A Certain Sense of Lawlessness

The visual power of Guy Myhill’s debut fiction feature tears through the landscape of Norfolk, revolving around a desolate diner and the savage territory of stock-car racing. Goob has finished school and is beginning to fathom the dangerous dynamics of his dysfunctional home life.

It is a gripping story told with brilliant humour and menace. Norwich resident Myhill made a documentary about stock- car tracks and was hooked: “It’s the sound of those cars, the colours… I think for a lot of blokes in these rural areas, the car is the thing – you need one to get about and there’s a sense of lawlessness out there. There’s this whole macho world, and then what really triggered the family part of the story was the idea of these blokes going round and round. That was the starting point and if someone’s stuck, they obviously need to get away. The appeal of that car-racing world was the rawness and I love those rundown stadiums.”

Myhill recalls his first day at primary school, when the child next to him had a fit: “This encounter I had as a little kid always stayed with me, because I didn’t know what the hell was going on. Everyone jumped on the boy while the teacher put a ruler down his throat to prevent him choking. His nickname was The Goob. So when we were looking for titles it had to be The Goob because what I wanted from the main character was this sense of coming from a different world.”

After combing the area, the team discovered Liam Walpole only three weeks before shooting. He had no acting experience, but actress Sienna Guillory, who plays his mum, provided great support. Myhill was struck by his otherworldliness, reminiscent of David Bowie in the film by Nic Roeg, The Man Who Fell to Earth: “When I first saw Liam’s face, he had that Bowie-cum-Spock out of Star Trek look. His physicality is interesting. It reminded me of a young foal; he had this natural, almost an awkwardness. He’s very striking.”

Goob resides in an isolated roadside diner with his mother and her brutish partner Womack. When Elliott, another teenager, comes to help over the summer, it forces Goob to reconsider his own needs and future: “I think he’s going through a period in his life when he’s not being judgmental. He’s accepting, but also he’s learning.” The diner itself recalls an Edward Hopper painting or William Eggleston photograph, and had been on Myhill’s radar for years:

“It’s been an iconic building for me. It’s got that American Midwest kind of feeling and always appealed to me visually.”

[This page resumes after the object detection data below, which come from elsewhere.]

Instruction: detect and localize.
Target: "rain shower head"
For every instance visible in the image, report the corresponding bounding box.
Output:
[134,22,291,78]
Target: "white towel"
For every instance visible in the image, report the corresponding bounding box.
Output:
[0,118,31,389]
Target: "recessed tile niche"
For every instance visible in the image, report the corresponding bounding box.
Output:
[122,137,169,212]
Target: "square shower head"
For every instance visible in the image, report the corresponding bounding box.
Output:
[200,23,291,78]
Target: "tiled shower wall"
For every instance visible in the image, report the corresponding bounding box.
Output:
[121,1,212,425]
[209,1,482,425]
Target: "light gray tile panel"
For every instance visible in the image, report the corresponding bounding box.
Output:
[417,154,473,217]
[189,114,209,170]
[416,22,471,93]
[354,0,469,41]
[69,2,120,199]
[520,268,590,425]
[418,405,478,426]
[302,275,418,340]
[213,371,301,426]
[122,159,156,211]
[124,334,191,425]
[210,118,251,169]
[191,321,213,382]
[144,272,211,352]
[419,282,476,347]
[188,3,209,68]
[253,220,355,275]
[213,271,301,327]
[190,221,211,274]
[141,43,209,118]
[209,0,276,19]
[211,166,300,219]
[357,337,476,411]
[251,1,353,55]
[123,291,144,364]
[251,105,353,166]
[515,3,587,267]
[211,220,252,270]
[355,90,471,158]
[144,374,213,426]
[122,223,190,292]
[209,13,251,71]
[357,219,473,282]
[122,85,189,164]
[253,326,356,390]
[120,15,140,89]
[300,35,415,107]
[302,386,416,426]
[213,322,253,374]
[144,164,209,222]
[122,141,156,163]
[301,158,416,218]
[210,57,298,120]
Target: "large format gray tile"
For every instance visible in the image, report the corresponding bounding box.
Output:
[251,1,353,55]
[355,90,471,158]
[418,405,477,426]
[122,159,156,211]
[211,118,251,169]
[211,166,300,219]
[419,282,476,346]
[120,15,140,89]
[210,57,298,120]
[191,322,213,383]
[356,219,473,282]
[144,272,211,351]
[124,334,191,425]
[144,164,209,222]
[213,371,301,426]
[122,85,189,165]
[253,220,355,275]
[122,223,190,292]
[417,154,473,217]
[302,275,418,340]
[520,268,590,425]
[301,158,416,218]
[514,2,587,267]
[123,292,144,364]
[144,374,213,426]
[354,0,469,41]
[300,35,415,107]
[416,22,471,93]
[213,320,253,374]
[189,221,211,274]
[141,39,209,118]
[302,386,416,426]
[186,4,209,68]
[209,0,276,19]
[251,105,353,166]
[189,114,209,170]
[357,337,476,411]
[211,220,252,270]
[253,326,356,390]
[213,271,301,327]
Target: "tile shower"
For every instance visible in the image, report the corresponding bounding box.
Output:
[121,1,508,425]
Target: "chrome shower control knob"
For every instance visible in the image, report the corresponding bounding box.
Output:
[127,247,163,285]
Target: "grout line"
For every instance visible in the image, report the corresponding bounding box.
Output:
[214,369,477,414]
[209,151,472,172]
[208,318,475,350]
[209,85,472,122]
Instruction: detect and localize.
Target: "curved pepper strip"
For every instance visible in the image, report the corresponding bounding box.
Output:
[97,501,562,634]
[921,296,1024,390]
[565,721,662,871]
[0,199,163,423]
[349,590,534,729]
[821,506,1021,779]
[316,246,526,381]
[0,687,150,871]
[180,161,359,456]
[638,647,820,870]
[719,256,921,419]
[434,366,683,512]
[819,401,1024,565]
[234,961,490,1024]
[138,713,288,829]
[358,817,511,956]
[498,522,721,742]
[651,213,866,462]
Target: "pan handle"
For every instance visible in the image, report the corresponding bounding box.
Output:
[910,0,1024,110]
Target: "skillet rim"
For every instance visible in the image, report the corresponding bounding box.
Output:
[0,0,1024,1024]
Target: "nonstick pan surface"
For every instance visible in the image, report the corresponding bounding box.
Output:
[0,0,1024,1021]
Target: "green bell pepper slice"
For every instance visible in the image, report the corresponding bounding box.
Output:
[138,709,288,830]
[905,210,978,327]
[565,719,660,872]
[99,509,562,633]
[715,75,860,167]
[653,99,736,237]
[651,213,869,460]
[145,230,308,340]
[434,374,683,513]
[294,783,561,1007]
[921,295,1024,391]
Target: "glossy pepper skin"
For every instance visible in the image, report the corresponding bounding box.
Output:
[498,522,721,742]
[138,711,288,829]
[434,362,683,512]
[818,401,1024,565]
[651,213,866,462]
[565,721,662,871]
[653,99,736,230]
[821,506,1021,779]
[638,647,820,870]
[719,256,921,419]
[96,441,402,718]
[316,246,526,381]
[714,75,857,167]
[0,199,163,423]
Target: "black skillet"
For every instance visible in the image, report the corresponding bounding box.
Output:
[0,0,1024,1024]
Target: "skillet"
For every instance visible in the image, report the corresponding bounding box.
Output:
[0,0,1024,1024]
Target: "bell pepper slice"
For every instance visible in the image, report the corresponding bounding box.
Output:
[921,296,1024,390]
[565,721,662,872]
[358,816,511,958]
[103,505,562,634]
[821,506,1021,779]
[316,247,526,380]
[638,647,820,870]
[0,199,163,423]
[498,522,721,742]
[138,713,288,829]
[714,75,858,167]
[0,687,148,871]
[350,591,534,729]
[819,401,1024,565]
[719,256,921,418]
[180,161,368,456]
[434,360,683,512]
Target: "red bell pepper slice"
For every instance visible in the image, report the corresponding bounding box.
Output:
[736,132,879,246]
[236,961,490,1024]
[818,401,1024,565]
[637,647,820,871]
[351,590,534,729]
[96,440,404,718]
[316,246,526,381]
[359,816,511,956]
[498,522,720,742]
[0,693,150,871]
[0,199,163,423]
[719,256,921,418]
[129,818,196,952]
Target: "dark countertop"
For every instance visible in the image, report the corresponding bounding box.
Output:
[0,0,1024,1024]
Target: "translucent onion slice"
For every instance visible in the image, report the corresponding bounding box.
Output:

Outside of professional moviemaking, Myhill shoots slide film on his old Leica and Super 8. “It’s beautiful, and I think there’s a natural poetry to it no other format can give. Because Super 8 was always silent, my early forays into filmmaking came from a very visual perspective, so in The Goob, we knocked back as much of the extraneous dialogue as we could and just tried to show that world visually.”